Beyond the Age Megan barr

I think we can all just about agree that there is an over saturation of teen dystopian dramas. As an avid young adult fiction reader (and proud of it), however, I have a deep seated love for these books (most of them…some of them). Like every fan of a book series I am extremely excited about the release of a movie made about my book.

I think people are so quick to dismiss these books as shallow is because of the way they have been portrayed on film. I’m just not sure Hollywood executives are thinking. Maybe they just don’t believe teens and young adults are capable of deep thought and discussing intense cultural topics. It’s clear when reading the best of these book series (before it became such a fad to write them) that the authors did not think the young adults their books were geared toward could not handle certain topics.

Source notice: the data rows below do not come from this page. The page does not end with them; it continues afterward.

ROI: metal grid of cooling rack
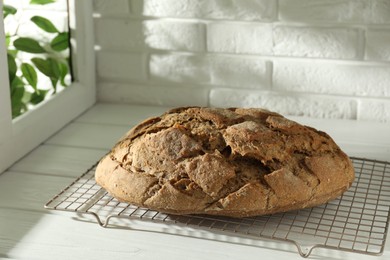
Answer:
[45,158,390,257]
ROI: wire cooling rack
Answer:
[45,158,390,257]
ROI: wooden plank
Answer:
[0,171,74,211]
[0,210,297,260]
[76,103,169,126]
[0,210,390,260]
[9,145,107,177]
[45,122,129,149]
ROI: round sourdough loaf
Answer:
[95,107,354,217]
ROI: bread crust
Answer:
[95,107,355,217]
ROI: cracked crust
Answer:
[95,107,354,217]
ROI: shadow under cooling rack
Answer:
[45,158,390,257]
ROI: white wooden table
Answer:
[0,104,390,260]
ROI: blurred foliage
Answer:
[3,0,70,118]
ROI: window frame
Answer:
[0,0,96,173]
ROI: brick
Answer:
[273,26,359,59]
[97,82,209,107]
[207,22,272,55]
[272,60,390,97]
[209,89,356,119]
[366,28,390,61]
[143,20,206,52]
[149,54,210,84]
[367,0,390,24]
[149,54,270,88]
[358,99,390,123]
[95,18,145,50]
[96,52,146,80]
[279,0,371,23]
[132,0,277,21]
[93,0,129,15]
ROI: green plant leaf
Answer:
[21,63,38,91]
[30,90,49,105]
[50,32,69,51]
[47,58,61,93]
[3,5,18,19]
[7,53,18,82]
[31,58,53,78]
[59,62,69,87]
[30,0,56,5]
[31,58,61,92]
[11,76,24,90]
[14,37,46,53]
[47,58,61,79]
[31,16,58,33]
[5,33,11,46]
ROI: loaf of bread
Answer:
[95,107,354,217]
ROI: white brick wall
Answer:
[94,0,390,122]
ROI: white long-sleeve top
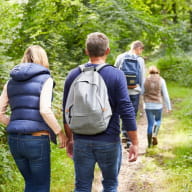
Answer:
[0,77,61,134]
[142,77,171,110]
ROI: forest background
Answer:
[0,0,192,192]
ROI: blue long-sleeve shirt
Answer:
[63,63,137,142]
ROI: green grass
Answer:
[51,145,74,192]
[142,83,192,192]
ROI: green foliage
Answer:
[157,55,192,87]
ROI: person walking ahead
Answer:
[63,32,138,192]
[0,45,66,192]
[115,40,145,147]
[143,66,171,147]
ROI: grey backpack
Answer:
[65,64,112,135]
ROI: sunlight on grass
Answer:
[51,146,74,192]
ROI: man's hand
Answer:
[66,139,73,158]
[57,130,67,148]
[129,144,138,162]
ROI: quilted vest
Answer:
[143,74,162,103]
[7,63,51,133]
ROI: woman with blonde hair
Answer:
[0,45,66,192]
[143,66,171,147]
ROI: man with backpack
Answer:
[115,40,145,148]
[63,32,138,192]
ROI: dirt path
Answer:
[92,116,149,192]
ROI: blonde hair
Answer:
[149,65,160,74]
[131,40,144,50]
[85,32,109,57]
[21,45,49,68]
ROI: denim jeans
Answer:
[122,94,140,141]
[129,94,140,116]
[73,139,122,192]
[8,134,50,192]
[145,109,162,134]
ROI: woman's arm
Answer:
[40,78,62,134]
[0,83,10,125]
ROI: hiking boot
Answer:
[125,141,131,149]
[121,137,127,143]
[147,133,152,148]
[152,136,158,145]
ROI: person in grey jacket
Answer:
[115,40,145,148]
[143,66,171,147]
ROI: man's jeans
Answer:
[145,109,162,134]
[73,139,122,192]
[8,134,50,192]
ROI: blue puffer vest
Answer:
[7,63,52,134]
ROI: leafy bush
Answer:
[157,55,192,87]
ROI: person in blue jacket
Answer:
[0,45,66,192]
[63,32,138,192]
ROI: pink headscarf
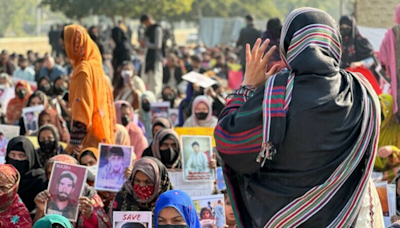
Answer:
[394,4,400,25]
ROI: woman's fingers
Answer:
[246,44,251,63]
[255,39,270,62]
[251,38,261,61]
[261,45,276,66]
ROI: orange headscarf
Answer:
[6,80,32,124]
[64,25,117,148]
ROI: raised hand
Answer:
[242,39,279,88]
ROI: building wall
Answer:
[356,0,400,28]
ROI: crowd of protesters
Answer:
[0,4,400,228]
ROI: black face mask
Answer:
[196,112,208,120]
[39,140,56,153]
[17,89,28,99]
[160,147,178,168]
[39,84,51,94]
[142,103,150,112]
[121,116,129,127]
[340,28,351,38]
[7,158,29,176]
[158,224,188,228]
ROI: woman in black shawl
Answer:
[111,27,132,70]
[109,157,172,221]
[6,136,47,216]
[339,16,376,69]
[215,8,382,228]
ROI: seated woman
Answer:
[34,154,111,228]
[32,108,70,144]
[109,157,172,219]
[6,80,32,124]
[37,124,64,167]
[33,214,73,228]
[154,190,201,228]
[114,61,142,110]
[114,101,148,158]
[143,129,182,169]
[183,96,218,127]
[143,117,173,154]
[6,136,47,216]
[0,164,32,228]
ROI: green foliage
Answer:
[0,0,36,37]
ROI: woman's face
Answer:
[121,107,131,116]
[160,139,177,150]
[194,102,210,113]
[39,130,56,142]
[157,207,187,225]
[8,150,28,161]
[133,171,154,187]
[81,155,97,166]
[29,97,43,107]
[153,125,164,136]
[225,197,236,226]
[39,114,51,126]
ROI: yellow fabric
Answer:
[64,25,117,148]
[375,94,400,180]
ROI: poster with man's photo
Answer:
[22,105,44,132]
[150,101,171,122]
[168,108,179,127]
[0,124,19,164]
[113,211,153,228]
[181,135,215,181]
[192,195,226,228]
[45,162,87,222]
[94,144,133,192]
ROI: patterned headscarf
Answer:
[154,190,201,228]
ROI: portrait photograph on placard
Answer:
[113,211,153,228]
[168,109,179,127]
[150,101,171,122]
[181,135,215,181]
[192,195,226,228]
[94,144,133,192]
[45,162,87,222]
[0,124,19,164]
[22,105,44,132]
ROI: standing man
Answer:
[236,15,261,73]
[47,171,77,219]
[140,14,165,98]
[61,25,117,156]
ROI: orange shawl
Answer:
[6,80,32,124]
[64,25,117,148]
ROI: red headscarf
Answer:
[0,165,32,228]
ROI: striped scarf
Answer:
[257,8,380,227]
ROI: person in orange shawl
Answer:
[61,25,117,155]
[6,80,32,124]
[374,94,400,182]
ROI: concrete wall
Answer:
[356,0,400,28]
[0,29,197,54]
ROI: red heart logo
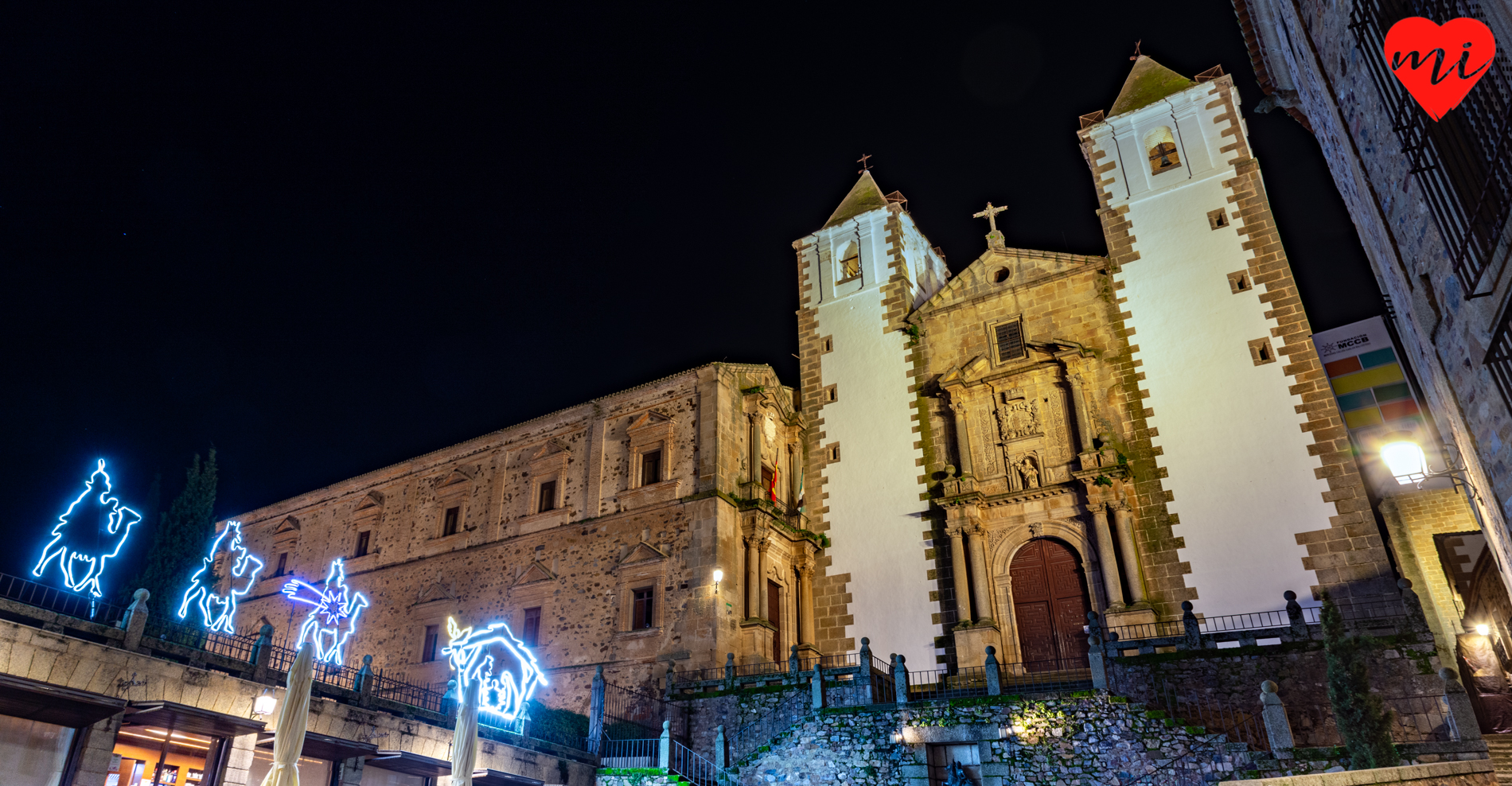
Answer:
[1385,17,1497,121]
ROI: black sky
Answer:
[0,2,1381,583]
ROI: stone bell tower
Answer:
[793,171,946,668]
[1080,56,1391,617]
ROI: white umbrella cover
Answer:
[452,680,479,786]
[263,644,314,786]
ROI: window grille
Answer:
[1349,0,1512,298]
[992,319,1023,363]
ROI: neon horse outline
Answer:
[283,558,368,665]
[178,522,263,633]
[442,617,546,721]
[32,458,142,597]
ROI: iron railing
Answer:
[588,737,661,769]
[667,739,723,786]
[1104,596,1406,644]
[1349,0,1512,298]
[142,617,257,663]
[0,573,126,626]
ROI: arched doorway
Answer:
[1008,538,1092,671]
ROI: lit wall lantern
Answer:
[252,688,277,718]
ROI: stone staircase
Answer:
[1487,734,1512,784]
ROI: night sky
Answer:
[0,2,1382,580]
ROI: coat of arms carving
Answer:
[998,399,1040,442]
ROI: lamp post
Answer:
[1381,431,1479,496]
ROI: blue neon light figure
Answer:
[283,558,368,665]
[178,522,263,633]
[442,617,546,721]
[32,458,142,597]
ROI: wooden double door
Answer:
[1008,538,1092,671]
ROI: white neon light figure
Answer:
[178,522,263,633]
[32,458,142,597]
[283,558,368,665]
[442,617,546,721]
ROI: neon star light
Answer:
[283,558,368,665]
[178,522,263,633]
[442,617,546,721]
[32,458,142,597]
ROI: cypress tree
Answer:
[1323,593,1400,769]
[124,447,216,617]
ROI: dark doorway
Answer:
[1008,538,1092,671]
[766,579,783,663]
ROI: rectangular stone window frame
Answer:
[1249,339,1276,366]
[988,314,1030,366]
[524,450,567,516]
[615,559,670,636]
[628,417,673,488]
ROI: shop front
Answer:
[104,702,266,786]
[0,674,126,786]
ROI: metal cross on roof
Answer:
[971,203,1007,232]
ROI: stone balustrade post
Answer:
[1445,665,1480,742]
[1179,600,1202,650]
[588,663,603,753]
[1280,590,1309,641]
[1087,611,1109,691]
[981,644,1003,695]
[1397,579,1429,633]
[121,588,153,652]
[1260,680,1296,759]
[252,623,274,682]
[892,655,909,704]
[353,655,373,707]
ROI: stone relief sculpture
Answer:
[1018,457,1039,488]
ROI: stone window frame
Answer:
[986,313,1030,366]
[523,446,571,516]
[614,544,672,636]
[1249,339,1276,366]
[626,411,676,488]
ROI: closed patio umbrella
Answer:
[263,643,314,786]
[452,679,479,786]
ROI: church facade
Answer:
[219,57,1394,707]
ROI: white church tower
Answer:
[794,173,948,668]
[1080,56,1391,617]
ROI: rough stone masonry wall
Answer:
[723,695,1248,786]
[1109,633,1444,731]
[1381,488,1480,663]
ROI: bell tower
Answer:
[793,171,946,668]
[1080,56,1391,617]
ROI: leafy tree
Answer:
[123,447,216,615]
[1323,593,1400,769]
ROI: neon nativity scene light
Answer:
[442,617,546,721]
[178,522,263,633]
[32,458,142,597]
[283,558,368,665]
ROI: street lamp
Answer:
[252,688,275,718]
[1381,431,1470,488]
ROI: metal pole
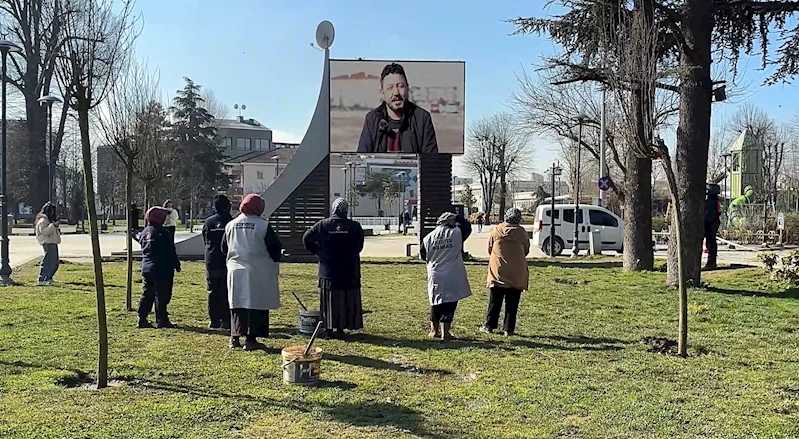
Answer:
[0,48,13,285]
[549,162,555,258]
[572,119,583,258]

Take Suzanne Collins for example all of her works center around the impact that war has on children. It is a brutal, graphic, and disturbing novel. I felt when watching the Hunger Games movies much of this was lost. The meaning behind the books was lost in a series of flashy costumes, bigger budgets, and Jennifer Lawrence (no hate she’s just insanely famous). The meaning behind the deaths of characters like Finnick and Prim were lost in the film. While Prim’s death remained tragically senseless Katniss’s spiral of depression and mourning was never put to film depriving teenagers from seeing and vicariously experience was deep familial loss means. In an effort to appease fans they made Finnic’s death more heroic and lost the message of the brutality of war and the often seemingly unheroic deaths people face during them.

I don’t care if my Katniss looks exactly like I pictured her, but I do care that the message and the real underlying story being told is. I wish that Hollywood wasn’t so afraid to tell it.